Q2 profit jumps 22% at Scotia Group

Profit for the April quarter rose a decent 22 percent to $2.73 billion from $2.23 billion for the same period last year for Scotia Group, helped by lower staff cost and steeply reduced credit loss provision, with net interest income sagging sharply.

Scotia Group Kingston Branch

Net profit of $4.5 billion for the six months to April 2021 is up by $463 million or 11.5 percent compared to the corresponding period last year.
Net interest income dropped 13 percent from $6.3 billion to $5.5 billion in the quarter and for the half year, it slipped 9.5 percent to $11 billion from $12.48 billion. After providing expected credit losses, net interest income for the six-month period was slightly up to $9.9 billion from $9.8 billion in 2020, as expected credit losses were cut by $1.3 billion from $2.67 billion down to $1.4 billion. Other income increased $1 billion or 11 percent for the half year to $10.2 billion from $9.2 billion and increased by 11 percent from $4.29 billion for the April quarter to $4.78 billion. Foreign exchange gains contributed most to the rise in other income, with the April quarter enjoying a 39 percent bounce to $2.56 billion from $1.84 billion and for the half year an increase of 28 percent from $3.55 billion to $4.55 billion.
Segment results show a mixed picture for the half year, with Banking Treasury showing less income of $1.98 billion compared to $2.22 billion in 2020, with segment results of $833 million versus $1.08 billion. Retail banking saw a major about turn with a profit of $537 million from revenues of $9.5 billion against a loss of $139 million from revenues of $9.7 billion in 2020. Corporate and Commercial banking kicked in with revenues of $5.7 billion and profit of $2.18 billion from $5.45 billion and profit of $2.2 billion in 2020. Investment Management Services saw income and profit rising appreciably after generating $1.73 billion and contributed a profit of $1.3 billion to April this year versus $1.23 billion in revenues and profit of $627 million last year. Insurance revenues decreased by $700 million or 30.3 percent to $2.05 billion from $2.75 billion in 2020, while profit fell from $2 billion to $1.35 billion. The directors state that the fall is “due to the reduction in premium income stemming from the pandemic as well as lower actuarial reserve releases.”

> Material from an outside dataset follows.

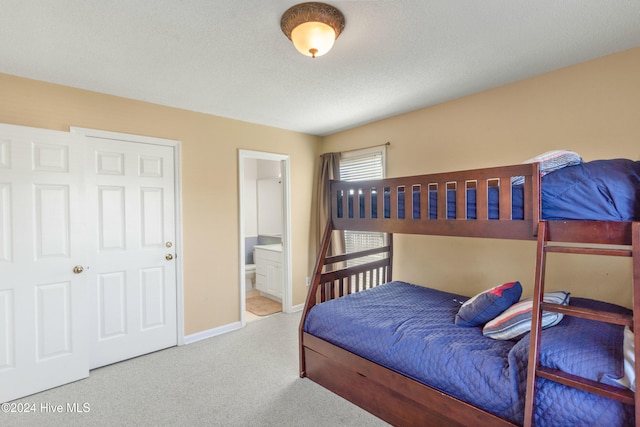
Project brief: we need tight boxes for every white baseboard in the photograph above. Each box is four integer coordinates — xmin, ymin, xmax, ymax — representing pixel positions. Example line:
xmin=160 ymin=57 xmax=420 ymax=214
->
xmin=184 ymin=322 xmax=242 ymax=344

Salaries and staff costs fell from $2.7 billion in the 2020 quarter to $2.49 billion and six months from $5.45 billion to $5.05 billion. Total operating expenses ended down at $5.59 billion from $5.88 billion and for the half year, cost rose from $13 billion to $13.36 billion.

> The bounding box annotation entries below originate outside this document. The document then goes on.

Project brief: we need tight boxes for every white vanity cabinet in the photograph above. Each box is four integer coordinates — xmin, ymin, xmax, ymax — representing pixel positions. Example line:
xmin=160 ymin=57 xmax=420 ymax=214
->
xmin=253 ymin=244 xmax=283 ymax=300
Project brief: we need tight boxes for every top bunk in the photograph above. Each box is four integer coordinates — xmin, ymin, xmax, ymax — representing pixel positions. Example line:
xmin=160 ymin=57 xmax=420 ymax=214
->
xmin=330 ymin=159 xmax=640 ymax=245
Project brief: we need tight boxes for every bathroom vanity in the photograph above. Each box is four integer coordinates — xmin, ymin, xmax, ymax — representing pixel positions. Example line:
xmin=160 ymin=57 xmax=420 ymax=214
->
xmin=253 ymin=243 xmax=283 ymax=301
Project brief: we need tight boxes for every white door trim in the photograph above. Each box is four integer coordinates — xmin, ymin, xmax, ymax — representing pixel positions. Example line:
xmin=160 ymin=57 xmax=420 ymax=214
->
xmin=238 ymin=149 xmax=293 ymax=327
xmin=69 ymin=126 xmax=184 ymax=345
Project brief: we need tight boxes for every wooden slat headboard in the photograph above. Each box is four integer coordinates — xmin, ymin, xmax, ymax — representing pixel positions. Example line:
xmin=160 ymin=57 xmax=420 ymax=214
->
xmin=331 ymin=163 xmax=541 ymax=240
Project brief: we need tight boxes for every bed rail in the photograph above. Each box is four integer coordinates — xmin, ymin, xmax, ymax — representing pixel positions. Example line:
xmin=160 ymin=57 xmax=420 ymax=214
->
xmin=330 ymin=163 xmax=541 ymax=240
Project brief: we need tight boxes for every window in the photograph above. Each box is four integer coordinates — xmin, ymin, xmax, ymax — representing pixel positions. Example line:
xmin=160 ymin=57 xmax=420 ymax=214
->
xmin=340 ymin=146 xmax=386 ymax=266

The improved results are of import and the higher increase in the April quarter, encouraging. Still, the fall in net interest income suggests that major recovery in the Group’s core business may be some distance off, especially with contraction in the loan portfolio from $221 million at the end of October to $217 in January. Now $215 billion in April, the trend, however, suggests a slowing in the rate of decline. With, strong recovery in the tourism sector, the last major leg of the economy to recover, the bank may find new opportunities for increased lending and possible recovery of loan losses.
Before the impact of Covid-19 on the group’s operations, loans net of provision for credit losses was growing at a decent clip with an increase of 7 percent in 2020 to $216 billion, for 2019 loans grew 13 percent to $202 billion, in 2018 growth was 10 percent to $179 billion there was no growth in 2017 with $162 billion after an increase of 8 percent in 2016 and 7 percent in 2015.
Stockholders’ Equity rose to $118.4 billion from $112.4 billion at the end of April 2020. Deposits by the public grew to $361 billion from $334 billion at the close of April 2020 and Investment Securities remained at $145 billion as of April, similar to the same time last year, while cash resources jumped from $92 billion at the end of April 2020 to $136 billion at the end of the latest quarter, but down from $141 billion at the end of October last year.
What seems clear is that customers are using the Branches less to transact business and this is set to lead to reductions in costs in the future and help improve profitability and the bank’s image.
The group approved an interim dividend of 35 cents per share, payable on July 21, to stockholders on record on June 29. The stock traded at $41 on Monday at PE between 10 and 12 times 2021 estimated earnings.